Welcome to the World of the Lie, where every two years D.C. voters are asked to elect “senators” and a “representative” who are but a shadow of the real deals — and not because they’re corrupt or thin-skinned.
Truth be told, as truth demands, there is no such thing as a “U.S. senator” for D.C. and there’s no such thing as a “U.S. representative” for D.C.
In fact, that those titles appear on D.C. election ballots is an affront to the D.C. delegate who officially represents the nation’s capital in Congress. Her name, Eleanor Holmes Norton, is on the ballot 2018, and she is the District’s go-to voice when it comes to city affairs.
Now, ironically, Mrs. Norton was first elected in 1990, the year D.C. voters also were asked to elect two “senators” and a “representative” to Congress, as states do on a regular basis.
Thing is, the D.C. delegate is sworn-in as the Federal Voice of the City.
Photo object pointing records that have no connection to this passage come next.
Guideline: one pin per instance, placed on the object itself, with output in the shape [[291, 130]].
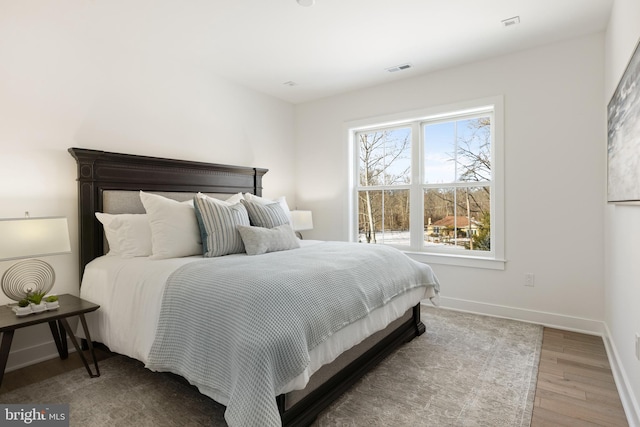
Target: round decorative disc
[[28, 276]]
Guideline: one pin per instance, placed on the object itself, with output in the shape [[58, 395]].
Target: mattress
[[130, 291]]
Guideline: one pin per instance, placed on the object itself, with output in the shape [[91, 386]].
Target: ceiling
[[334, 46]]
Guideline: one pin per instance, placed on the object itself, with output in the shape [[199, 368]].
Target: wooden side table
[[69, 306]]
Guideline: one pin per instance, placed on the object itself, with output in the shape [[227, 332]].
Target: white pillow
[[174, 227], [281, 200], [129, 235]]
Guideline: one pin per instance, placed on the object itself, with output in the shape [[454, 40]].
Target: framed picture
[[623, 136]]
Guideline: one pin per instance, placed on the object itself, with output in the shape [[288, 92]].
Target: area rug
[[466, 370]]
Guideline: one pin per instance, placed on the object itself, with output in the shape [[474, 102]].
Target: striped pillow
[[266, 216], [218, 226]]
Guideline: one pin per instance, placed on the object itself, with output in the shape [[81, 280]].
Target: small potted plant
[[23, 308], [51, 302], [36, 302]]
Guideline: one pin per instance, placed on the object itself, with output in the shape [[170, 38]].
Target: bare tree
[[379, 153]]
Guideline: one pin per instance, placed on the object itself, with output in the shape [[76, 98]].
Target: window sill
[[458, 260]]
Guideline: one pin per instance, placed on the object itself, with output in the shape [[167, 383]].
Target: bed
[[134, 293]]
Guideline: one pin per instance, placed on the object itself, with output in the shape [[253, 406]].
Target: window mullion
[[416, 198]]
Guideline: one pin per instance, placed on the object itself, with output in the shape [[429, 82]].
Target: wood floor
[[575, 385]]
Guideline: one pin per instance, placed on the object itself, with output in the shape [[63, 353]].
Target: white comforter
[[130, 292]]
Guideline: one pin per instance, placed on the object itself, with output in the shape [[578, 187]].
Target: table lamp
[[29, 238]]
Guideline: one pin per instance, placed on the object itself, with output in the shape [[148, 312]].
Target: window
[[432, 185]]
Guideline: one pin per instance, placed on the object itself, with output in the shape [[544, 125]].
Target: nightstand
[[57, 319]]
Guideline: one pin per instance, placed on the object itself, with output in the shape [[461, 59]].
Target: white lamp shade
[[302, 220], [33, 237]]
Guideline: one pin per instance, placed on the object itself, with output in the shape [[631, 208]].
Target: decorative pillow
[[229, 201], [174, 227], [267, 216], [111, 235], [282, 201], [218, 224], [258, 240]]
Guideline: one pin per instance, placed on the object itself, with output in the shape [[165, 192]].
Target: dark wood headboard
[[99, 171]]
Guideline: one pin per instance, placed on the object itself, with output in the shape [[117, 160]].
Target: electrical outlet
[[529, 279]]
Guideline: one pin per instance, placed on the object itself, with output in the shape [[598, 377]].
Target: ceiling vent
[[511, 21], [399, 68]]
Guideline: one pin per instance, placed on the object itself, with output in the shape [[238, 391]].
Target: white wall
[[67, 79], [622, 223], [555, 167]]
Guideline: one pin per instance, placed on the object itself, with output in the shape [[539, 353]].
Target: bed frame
[[101, 172]]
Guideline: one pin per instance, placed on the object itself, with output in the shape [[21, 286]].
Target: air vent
[[511, 21], [399, 68]]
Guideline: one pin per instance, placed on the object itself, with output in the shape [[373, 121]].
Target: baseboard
[[629, 401], [34, 354], [551, 320], [559, 321]]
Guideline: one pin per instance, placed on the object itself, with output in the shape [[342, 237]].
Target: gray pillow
[[267, 216], [260, 240], [218, 224]]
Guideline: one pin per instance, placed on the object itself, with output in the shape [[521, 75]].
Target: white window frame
[[494, 259]]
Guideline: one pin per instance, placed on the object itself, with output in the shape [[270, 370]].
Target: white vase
[[52, 305], [22, 311], [38, 308]]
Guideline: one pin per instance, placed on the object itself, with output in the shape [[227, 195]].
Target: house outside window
[[432, 185]]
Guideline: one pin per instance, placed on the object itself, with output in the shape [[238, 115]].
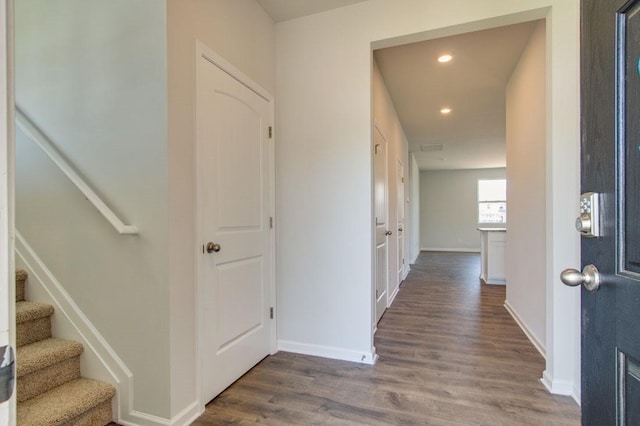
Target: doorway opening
[[464, 108]]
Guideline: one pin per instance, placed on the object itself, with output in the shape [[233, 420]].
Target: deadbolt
[[213, 247]]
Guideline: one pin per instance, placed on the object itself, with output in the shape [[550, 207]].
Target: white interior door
[[400, 216], [234, 164], [382, 226], [7, 293]]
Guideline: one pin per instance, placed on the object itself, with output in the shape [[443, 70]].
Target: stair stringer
[[99, 361]]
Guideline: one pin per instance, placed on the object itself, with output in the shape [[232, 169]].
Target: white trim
[[7, 204], [536, 343], [451, 249], [188, 415], [392, 297], [99, 360], [183, 418], [30, 130], [557, 387], [365, 357], [203, 51]]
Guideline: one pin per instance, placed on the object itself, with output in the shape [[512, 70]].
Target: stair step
[[33, 322], [21, 277], [79, 402], [44, 365]]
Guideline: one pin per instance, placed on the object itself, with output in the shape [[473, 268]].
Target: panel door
[[234, 202], [382, 225], [611, 166]]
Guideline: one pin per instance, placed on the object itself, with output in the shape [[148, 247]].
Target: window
[[492, 201]]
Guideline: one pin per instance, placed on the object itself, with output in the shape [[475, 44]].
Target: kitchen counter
[[493, 251]]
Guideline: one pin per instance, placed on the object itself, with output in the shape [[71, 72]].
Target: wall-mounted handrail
[[30, 129]]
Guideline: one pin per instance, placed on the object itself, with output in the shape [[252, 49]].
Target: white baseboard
[[364, 357], [98, 361], [452, 249], [536, 343], [557, 387], [184, 418]]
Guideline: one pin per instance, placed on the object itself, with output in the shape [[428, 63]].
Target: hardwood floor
[[450, 354]]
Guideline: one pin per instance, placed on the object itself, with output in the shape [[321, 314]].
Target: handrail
[[30, 129]]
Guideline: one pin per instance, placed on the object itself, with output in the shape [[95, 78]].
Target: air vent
[[432, 147]]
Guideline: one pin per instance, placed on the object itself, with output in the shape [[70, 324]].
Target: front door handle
[[589, 277]]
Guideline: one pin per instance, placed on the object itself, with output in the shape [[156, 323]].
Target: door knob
[[589, 277], [213, 247]]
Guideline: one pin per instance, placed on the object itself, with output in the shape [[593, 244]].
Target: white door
[[382, 226], [234, 169], [7, 325], [400, 216]]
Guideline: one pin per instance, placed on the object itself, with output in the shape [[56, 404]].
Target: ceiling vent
[[432, 147]]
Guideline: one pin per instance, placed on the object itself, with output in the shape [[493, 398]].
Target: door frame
[[377, 127], [7, 185], [202, 51]]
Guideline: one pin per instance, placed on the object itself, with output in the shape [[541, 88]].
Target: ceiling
[[283, 10], [473, 84]]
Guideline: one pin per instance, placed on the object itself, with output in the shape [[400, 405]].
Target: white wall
[[386, 118], [242, 33], [526, 189], [324, 160], [449, 208], [92, 75], [414, 203]]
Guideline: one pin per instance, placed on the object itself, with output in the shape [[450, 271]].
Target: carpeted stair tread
[[64, 404], [44, 353], [27, 311]]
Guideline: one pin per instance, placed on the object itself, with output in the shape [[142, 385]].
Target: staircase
[[50, 390]]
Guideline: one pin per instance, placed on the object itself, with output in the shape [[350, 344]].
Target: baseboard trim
[[536, 343], [557, 387], [188, 415], [364, 357], [99, 361], [452, 249]]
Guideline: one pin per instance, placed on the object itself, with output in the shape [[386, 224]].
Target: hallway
[[449, 352]]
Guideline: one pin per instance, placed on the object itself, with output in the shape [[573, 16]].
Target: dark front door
[[610, 63]]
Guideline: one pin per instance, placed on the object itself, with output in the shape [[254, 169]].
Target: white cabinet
[[493, 251]]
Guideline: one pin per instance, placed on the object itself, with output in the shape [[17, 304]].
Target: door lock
[[588, 223], [213, 247]]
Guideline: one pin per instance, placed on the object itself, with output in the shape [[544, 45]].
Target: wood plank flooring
[[450, 354]]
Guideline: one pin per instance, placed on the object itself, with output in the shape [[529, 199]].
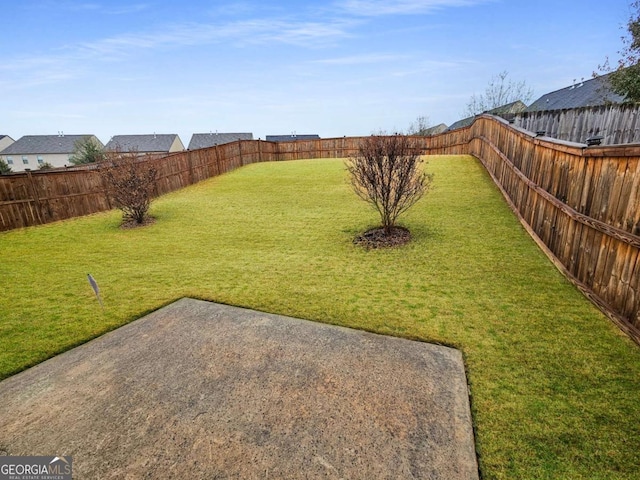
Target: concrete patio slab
[[202, 390]]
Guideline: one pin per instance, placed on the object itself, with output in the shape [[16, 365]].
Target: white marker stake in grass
[[94, 285]]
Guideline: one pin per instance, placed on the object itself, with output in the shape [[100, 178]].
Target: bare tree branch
[[386, 173], [130, 181]]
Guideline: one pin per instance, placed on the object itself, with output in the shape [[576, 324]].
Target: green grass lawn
[[555, 388]]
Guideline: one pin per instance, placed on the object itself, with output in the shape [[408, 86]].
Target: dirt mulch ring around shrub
[[377, 238], [131, 223]]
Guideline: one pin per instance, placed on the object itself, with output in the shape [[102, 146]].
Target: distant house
[[204, 140], [290, 138], [507, 111], [5, 141], [586, 93], [427, 132], [151, 143], [31, 151]]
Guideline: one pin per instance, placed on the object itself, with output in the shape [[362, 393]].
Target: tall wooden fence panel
[[617, 123], [581, 204]]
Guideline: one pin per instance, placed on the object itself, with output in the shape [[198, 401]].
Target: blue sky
[[343, 67]]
And anyone who has heard Mrs. Norton speak over the years, whether they’re in the swamp or joined at the hip to President Trump, knows well that she needs no one to speak for her.
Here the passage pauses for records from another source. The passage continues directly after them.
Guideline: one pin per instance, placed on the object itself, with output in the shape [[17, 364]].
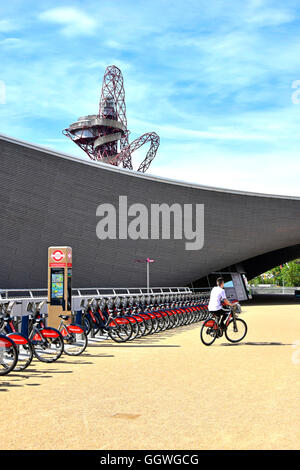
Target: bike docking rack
[[97, 314], [24, 302]]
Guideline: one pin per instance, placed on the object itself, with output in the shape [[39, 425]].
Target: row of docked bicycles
[[118, 318]]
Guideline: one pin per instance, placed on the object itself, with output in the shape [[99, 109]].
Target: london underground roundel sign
[[57, 255]]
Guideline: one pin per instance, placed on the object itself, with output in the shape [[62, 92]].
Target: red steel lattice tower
[[104, 137]]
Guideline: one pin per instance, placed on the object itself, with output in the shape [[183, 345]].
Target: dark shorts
[[219, 313]]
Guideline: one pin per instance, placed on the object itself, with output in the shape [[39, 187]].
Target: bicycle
[[47, 342], [8, 355], [74, 336], [23, 344], [235, 328]]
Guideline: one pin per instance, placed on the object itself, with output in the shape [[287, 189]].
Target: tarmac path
[[166, 391]]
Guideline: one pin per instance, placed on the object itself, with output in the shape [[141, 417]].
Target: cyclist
[[217, 300]]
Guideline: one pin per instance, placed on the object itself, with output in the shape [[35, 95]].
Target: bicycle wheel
[[120, 332], [87, 324], [134, 325], [75, 340], [48, 344], [236, 332], [24, 348], [148, 323], [208, 333], [142, 326], [8, 355]]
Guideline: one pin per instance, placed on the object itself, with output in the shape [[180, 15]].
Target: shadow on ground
[[255, 343]]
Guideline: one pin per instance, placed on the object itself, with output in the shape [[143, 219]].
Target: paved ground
[[164, 392]]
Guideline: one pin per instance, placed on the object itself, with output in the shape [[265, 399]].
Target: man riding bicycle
[[216, 301]]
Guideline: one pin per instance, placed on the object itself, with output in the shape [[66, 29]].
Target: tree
[[287, 274]]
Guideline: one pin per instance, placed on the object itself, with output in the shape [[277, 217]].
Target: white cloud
[[73, 21], [7, 26]]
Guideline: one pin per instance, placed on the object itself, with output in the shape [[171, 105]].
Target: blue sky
[[213, 79]]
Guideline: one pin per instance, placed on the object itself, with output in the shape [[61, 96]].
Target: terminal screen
[[57, 284]]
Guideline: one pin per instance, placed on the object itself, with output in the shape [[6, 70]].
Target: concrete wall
[[51, 199]]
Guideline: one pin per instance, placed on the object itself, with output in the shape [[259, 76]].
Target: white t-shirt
[[216, 296]]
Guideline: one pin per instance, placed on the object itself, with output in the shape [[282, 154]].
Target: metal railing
[[20, 299]]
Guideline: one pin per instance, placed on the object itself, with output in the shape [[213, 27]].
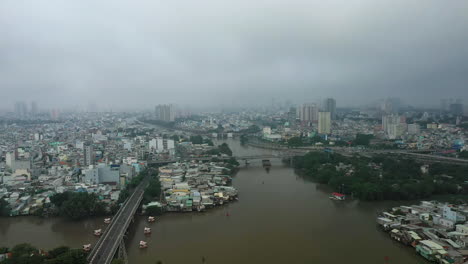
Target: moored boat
[[337, 196], [143, 244], [87, 247], [97, 232]]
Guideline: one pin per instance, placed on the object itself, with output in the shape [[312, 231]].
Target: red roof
[[338, 194]]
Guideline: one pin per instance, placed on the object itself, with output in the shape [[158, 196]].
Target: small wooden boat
[[87, 247], [143, 244]]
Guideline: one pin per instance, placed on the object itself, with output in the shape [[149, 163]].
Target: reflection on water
[[279, 218]]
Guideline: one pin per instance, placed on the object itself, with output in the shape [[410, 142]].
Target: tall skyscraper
[[34, 108], [21, 109], [330, 106], [456, 109], [324, 123], [89, 155], [165, 113], [308, 112]]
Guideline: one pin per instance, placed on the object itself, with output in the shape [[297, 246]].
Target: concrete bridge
[[288, 153], [111, 241]]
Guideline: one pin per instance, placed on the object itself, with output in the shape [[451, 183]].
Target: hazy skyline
[[122, 54]]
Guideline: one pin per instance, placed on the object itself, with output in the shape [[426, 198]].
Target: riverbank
[[280, 218]]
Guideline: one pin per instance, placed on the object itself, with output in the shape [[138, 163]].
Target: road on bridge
[[104, 250]]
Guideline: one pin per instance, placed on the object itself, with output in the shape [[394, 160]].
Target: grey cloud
[[140, 53]]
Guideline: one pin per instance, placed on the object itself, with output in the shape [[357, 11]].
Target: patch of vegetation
[[27, 254], [382, 177], [78, 205]]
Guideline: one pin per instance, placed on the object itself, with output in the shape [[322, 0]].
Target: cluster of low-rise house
[[437, 231], [195, 186]]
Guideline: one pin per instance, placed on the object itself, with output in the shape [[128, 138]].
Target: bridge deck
[[104, 250]]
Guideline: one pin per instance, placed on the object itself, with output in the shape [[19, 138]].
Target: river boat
[[87, 247], [337, 196], [266, 163], [97, 232], [143, 244]]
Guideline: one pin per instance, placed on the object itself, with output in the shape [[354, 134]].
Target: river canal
[[279, 218]]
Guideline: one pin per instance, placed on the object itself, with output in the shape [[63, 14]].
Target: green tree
[[58, 251], [196, 139], [224, 148], [4, 208], [153, 210], [82, 205]]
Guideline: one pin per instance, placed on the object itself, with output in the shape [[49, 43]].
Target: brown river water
[[279, 218]]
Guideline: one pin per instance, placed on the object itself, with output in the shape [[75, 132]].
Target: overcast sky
[[231, 52]]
So, the remainder of the backstory to this “U.S. senator” for D.C. and “U.S. representative” for D.C. thing is this: The same year Mrs. Norton was first elected, the Rev. Jesse Jackson was elected, too.
While a man of many, many things, Mr. Jackson never has been a U.S. senator — not from Illinois, where he raised his family, or South Carolina, where he was born and reared.
He is, however, a former “shadow senator” — a bona fide lobbyist elected to push for D.C. statehood.
Neither Mr. Jackson nor other lobbyists have delivered D.C. statehood, and continuing such feeble efforts actually make a mockery of Mr. Jackson’s “Keep Hope Alive” anthem, which punctuated the end of his address at the 1988 Democratic National Convention.
The lying title “U.S. senator” of D.C. is a bone picker, but when residents go to the voting booths Tuesday for the city’s primary elections, there it shall be. The word “shadow,” however, is not included. The ballot only says “United States Senator.”
Funny, Mr. Jackson himself took issue with those very words: “That’s not the title,” he protested to The New York Times in 1991. “It’s United States Senator from Washington.”
Well, since 1990, the District can’t seem to push the statehood wagon forward to educate and energize D.C. voters, let alone the rest of America.
Andria Thomas, who is running to unseat the incumbent “senator,” told my colleague Jada Butler that she thinks many longtime D.C. residents oppose statehood and don’t want to “commit any energy” to the movement. And she revealed these nuggets: “99 percent” of voters she has encountered had no idea what a “shadow” senator is.
“I don’t expect them to,” Ms. Thomas said. “They focus on roles that have a more direct influence on people’s everyday lives.”